The book demonstrates that "the bicycle is a humble little tool by which ordinary people get to meet ordinary people living their ordinary lives over extraordinary distances." Like so many cycle tourists before them, they encounter the unexpected hospitality of strangers, which increases the further east they travel. For example, a taxi driver in a small Iranian city insists they accept his hospitality in what turns out to be a drug rehab house. The serious parts of the book are relieved by the author's self-deprecating humor. He is clearly a bicycle-obsessive with more than a touch of hypochondria and existential angst, to the occasional exasperation of his sensible girlfriend.

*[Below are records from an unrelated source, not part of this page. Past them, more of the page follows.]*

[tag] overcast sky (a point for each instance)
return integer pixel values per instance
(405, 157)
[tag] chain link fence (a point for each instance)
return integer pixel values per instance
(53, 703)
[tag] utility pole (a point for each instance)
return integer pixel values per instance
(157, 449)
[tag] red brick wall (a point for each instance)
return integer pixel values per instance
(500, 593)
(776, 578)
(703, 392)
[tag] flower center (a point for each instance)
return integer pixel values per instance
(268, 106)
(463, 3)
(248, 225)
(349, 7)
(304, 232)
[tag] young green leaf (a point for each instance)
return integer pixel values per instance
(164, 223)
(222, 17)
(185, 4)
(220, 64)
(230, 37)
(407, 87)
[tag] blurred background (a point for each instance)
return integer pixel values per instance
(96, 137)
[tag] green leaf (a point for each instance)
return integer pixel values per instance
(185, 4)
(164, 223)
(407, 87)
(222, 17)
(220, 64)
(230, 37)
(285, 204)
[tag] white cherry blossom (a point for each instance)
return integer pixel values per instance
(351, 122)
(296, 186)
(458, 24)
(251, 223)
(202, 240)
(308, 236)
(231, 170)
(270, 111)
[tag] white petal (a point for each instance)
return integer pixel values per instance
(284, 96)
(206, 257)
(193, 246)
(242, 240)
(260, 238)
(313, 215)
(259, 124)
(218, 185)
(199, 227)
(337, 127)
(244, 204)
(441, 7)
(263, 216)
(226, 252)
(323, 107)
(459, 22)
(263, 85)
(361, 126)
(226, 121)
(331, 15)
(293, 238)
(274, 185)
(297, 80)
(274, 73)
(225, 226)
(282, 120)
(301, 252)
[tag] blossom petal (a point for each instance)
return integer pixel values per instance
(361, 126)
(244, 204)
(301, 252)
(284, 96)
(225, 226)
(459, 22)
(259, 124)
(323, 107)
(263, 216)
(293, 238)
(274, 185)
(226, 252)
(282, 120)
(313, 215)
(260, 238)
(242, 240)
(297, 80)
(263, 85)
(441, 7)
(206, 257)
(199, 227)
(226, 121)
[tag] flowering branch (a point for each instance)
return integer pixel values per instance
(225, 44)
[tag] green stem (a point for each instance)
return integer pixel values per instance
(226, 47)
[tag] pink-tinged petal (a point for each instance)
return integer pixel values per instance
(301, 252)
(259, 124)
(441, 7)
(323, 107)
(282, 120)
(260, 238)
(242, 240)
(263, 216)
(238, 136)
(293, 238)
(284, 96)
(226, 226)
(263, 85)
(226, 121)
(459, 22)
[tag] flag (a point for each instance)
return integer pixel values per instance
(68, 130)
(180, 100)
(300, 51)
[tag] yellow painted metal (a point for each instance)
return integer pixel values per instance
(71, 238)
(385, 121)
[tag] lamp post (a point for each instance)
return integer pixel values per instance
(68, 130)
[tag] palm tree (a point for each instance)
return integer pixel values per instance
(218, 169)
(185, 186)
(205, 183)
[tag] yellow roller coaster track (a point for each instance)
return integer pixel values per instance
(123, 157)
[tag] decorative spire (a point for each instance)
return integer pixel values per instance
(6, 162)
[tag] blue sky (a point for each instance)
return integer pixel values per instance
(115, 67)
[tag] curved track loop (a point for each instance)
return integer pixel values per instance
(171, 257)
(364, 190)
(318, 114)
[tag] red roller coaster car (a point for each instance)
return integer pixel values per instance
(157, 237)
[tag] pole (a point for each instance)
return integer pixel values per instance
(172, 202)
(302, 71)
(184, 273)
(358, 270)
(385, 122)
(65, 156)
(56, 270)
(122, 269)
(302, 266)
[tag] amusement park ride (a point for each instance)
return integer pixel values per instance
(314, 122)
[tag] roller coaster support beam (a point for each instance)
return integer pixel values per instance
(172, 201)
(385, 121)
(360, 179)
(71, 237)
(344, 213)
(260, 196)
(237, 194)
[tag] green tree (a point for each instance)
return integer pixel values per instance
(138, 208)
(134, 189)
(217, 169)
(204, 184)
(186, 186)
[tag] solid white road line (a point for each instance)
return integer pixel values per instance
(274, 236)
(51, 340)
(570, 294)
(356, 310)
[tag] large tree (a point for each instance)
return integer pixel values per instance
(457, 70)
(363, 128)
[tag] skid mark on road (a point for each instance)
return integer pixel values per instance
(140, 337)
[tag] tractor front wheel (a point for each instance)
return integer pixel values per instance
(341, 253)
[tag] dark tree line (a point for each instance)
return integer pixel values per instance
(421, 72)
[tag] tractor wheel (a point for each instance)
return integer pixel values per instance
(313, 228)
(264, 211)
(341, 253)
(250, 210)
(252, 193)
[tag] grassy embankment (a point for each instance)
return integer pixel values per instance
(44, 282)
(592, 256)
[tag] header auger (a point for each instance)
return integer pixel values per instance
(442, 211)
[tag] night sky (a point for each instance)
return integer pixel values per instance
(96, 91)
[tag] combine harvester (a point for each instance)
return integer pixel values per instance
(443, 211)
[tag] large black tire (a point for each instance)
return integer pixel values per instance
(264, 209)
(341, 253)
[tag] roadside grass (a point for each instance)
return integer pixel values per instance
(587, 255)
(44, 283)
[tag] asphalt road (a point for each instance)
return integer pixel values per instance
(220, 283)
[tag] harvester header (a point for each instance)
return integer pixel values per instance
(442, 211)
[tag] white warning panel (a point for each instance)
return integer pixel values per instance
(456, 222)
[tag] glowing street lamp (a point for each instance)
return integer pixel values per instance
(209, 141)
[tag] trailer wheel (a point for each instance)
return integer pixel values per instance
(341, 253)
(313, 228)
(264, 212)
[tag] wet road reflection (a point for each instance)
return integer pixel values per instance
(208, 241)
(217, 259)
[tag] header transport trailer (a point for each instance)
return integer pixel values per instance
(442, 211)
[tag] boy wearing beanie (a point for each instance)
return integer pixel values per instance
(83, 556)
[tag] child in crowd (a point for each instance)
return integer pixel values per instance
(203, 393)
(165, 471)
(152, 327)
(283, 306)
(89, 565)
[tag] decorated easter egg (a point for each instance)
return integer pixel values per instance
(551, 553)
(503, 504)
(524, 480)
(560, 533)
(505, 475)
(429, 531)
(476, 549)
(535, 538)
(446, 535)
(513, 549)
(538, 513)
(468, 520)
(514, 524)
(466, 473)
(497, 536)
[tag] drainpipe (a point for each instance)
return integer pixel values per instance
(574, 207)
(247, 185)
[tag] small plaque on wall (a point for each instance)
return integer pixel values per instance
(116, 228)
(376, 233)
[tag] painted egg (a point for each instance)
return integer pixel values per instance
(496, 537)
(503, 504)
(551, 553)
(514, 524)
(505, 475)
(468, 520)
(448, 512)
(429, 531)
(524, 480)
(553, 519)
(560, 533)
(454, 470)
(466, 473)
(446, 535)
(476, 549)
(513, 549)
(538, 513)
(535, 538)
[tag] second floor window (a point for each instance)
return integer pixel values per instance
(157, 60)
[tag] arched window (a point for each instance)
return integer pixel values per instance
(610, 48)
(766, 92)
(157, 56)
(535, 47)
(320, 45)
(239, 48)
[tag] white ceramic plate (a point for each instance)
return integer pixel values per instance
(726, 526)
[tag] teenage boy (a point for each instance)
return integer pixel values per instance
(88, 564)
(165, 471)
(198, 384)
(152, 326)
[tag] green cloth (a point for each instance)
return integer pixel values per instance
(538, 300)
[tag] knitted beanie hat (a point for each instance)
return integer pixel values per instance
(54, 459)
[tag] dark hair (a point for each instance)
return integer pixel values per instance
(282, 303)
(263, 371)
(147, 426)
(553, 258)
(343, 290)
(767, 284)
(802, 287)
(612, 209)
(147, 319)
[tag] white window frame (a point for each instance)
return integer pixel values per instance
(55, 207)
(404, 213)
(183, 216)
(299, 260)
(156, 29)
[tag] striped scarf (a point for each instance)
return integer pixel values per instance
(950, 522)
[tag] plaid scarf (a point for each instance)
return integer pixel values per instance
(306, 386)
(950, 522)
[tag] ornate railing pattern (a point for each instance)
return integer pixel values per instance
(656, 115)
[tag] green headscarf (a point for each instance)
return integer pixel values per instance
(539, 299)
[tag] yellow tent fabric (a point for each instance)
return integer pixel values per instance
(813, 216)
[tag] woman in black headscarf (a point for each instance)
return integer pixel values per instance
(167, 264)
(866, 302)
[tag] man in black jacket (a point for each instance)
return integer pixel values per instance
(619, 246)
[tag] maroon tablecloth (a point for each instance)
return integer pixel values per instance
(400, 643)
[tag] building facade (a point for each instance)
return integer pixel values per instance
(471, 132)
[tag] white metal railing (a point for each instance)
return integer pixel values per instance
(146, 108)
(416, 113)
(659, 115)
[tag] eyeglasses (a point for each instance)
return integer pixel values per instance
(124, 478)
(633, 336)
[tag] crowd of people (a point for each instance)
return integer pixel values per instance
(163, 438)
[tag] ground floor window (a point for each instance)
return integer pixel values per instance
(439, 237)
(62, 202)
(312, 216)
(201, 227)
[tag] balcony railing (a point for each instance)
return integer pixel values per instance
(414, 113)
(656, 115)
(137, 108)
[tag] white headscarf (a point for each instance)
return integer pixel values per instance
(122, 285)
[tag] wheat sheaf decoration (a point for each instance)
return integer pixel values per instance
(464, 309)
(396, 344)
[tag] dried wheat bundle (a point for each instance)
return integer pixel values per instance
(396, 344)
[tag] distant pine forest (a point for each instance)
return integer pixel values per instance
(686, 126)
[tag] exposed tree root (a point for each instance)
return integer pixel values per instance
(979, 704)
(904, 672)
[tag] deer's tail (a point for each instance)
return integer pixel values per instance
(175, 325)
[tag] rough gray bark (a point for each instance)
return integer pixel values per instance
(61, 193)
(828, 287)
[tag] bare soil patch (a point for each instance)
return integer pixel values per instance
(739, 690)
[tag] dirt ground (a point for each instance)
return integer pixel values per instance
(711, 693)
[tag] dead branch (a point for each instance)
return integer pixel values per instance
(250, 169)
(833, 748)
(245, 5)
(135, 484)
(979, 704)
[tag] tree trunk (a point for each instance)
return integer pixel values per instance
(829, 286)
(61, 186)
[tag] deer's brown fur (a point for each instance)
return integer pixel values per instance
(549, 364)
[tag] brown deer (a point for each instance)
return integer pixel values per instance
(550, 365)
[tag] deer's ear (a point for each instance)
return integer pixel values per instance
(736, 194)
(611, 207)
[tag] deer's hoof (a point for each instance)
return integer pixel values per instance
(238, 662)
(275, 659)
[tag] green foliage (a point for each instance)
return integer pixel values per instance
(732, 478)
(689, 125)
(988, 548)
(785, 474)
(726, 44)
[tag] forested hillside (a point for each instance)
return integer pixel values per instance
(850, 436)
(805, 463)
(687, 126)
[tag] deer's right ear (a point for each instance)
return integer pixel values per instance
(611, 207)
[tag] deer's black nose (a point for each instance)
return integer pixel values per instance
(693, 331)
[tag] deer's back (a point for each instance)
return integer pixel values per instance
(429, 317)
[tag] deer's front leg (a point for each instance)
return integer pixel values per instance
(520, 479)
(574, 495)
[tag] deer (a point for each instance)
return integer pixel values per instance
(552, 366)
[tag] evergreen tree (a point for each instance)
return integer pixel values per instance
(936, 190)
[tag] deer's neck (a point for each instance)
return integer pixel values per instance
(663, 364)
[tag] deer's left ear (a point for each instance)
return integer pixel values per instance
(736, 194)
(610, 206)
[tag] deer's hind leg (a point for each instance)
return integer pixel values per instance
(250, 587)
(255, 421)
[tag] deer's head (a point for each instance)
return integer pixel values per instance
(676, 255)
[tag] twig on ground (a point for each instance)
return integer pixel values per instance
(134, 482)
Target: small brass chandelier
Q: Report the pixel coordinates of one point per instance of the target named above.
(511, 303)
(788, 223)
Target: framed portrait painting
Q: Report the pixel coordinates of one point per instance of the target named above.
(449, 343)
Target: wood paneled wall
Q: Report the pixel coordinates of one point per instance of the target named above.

As well as appealing to ordinary readers, this book will certainly appeal to keen cyclists and to anyone interested in psychoanalysis, philosophy, geography, history, or religion. In these strange times of lockdown many people have been taking up cycling, and this book might inspire them to pedal further afield when it is once again possible. He proves that our (bike) chains can set us free.
Susan Griffith is a Canadian travel writer and editor based in Cambridge England, who writes books and articles for adventurous working travelers. Starting with the classic Work Your Way Around the World and Teaching English Abroad, she has also turned her attention to gap years and has written definitive guides for the young and the not-so-young: Your Gap Year and Gap Years for Grown-ups. She also contributes hotel reviews to the Daily Telegraph, a British daily newspaper.